While stock options are the most common form of equity compensation in smaller private companies, RSUs have become the most common type of equity award for public and large private companies. Facebook pioneered the use of RSUs as a private company to allow it to avoid having to register as a public company earlier.
DefinitionRestricted stock units (RSUs) refer to an agreement by a company to issue an employee shares of stock or the cash value of shares of stock on a future date. Each unit represents one share of stock or the cash value of one share of stock that the employee will receive in the future. (They’re called units since they are neither stock nor stock options, but another thing altogether that is contractually linked to the value of stock.)
Definition The date on which an employee receives the shares or cash payment for RSUs is known as the settlement date.
caution RSUs may vest according to a vesting schedule. The settlement date may be the time-based vesting date or a later date based on, for instance, the date of a company’s IPO.
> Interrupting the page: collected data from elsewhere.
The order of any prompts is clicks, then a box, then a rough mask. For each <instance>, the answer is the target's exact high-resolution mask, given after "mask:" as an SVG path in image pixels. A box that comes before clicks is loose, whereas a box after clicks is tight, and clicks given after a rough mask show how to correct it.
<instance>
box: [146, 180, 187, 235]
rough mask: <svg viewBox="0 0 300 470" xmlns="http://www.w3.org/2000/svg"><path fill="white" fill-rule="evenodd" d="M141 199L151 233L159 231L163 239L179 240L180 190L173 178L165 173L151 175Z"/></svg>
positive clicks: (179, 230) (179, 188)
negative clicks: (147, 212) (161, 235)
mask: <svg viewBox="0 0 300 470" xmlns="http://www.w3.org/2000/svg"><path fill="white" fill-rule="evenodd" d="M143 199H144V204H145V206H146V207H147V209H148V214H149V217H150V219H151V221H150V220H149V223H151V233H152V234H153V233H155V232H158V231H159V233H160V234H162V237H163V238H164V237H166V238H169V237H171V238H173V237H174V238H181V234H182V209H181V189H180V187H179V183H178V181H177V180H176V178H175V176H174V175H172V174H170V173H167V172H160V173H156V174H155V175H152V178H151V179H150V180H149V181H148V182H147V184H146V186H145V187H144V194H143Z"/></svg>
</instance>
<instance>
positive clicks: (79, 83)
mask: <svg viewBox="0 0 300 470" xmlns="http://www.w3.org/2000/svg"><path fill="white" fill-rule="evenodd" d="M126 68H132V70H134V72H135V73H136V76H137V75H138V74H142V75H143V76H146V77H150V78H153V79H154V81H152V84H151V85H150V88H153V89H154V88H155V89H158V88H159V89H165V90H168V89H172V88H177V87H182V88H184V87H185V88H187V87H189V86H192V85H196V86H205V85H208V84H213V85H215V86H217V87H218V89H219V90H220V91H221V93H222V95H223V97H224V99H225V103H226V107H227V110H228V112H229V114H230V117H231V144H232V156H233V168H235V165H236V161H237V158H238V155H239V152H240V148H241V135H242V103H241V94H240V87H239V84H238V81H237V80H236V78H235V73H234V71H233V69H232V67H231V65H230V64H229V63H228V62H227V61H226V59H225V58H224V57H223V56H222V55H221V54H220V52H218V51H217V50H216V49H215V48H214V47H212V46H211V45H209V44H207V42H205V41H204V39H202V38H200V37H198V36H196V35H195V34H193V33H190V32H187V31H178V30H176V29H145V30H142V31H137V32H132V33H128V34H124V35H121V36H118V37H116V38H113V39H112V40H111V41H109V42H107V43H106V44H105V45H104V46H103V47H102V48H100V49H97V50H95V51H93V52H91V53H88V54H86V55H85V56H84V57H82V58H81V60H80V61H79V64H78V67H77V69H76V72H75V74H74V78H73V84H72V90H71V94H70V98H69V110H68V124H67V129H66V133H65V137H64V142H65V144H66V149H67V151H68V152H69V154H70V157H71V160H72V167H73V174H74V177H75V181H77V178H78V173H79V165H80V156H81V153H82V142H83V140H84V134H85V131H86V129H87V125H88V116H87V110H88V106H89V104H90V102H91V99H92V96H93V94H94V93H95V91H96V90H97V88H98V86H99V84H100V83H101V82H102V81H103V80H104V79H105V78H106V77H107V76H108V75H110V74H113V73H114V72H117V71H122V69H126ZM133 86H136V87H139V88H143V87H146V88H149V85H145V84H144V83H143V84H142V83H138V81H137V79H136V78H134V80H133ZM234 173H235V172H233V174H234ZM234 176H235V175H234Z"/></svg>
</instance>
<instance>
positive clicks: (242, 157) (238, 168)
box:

RSUs are difficult in a startup or early stage company because when the RSUs vest, the value of the shares might be significant, and taxes will be owed on the receipt of the shares.* This is not a bad result when the company has sufficient capital to help the employee make the tax payments, or the company is a public company that has put in place a program for selling shares to pay the taxes. But for cash-strapped private startups, neither of these are possibilities. This is the reason most startups use stock options rather than RSUs or stock awards.
RSUs are often considered less preferable to grantees since they remove control over when you owe tax. Options, if granted with an exercise price equal to the fair market value of the stock, are not taxed until exercise, an event under the control of the optionee. If an employee is awarded an RSU or restricted stock award which vests over time, they will be taxed on the vesting schedule; they have been put on “autopilot” with respect to the timing of the tax event. If the shares are worth a lot on the date of vesting, the tax burden can be significant.
Usually you need the cash to buy shares—maybe more than you can afford to pay at exercise time. Another, less common approach to be aware of is for companies to allow the person exercising options to avoid paying the cash up front and instead accept a promise of payment in the future.
Definition A company may accept a promissory note to exercise compensatory options. Essentially, a promissory note is like giving an “IOU” to the company instead of paying the company cash for shares. The note may either be a recourse promissory note or non-recourse promissory note. “Non-recourse” means the lender (the company) is prohibited from seeking a deficiency payment from the borrower (the recipient of the stock) personally if they do not pay; they only can foreclose on the property itself (in this case the stock).
technical The tax consequences to the company and the optionee depend on how the note is structured. If the note is non-recourse, for state law purposes the company will consider you an owner of the shares received in exchange for the non-recourse note, but the IRS will consider the shares still an option until the promissory note is paid (which would also affect timing for long-term capital gains).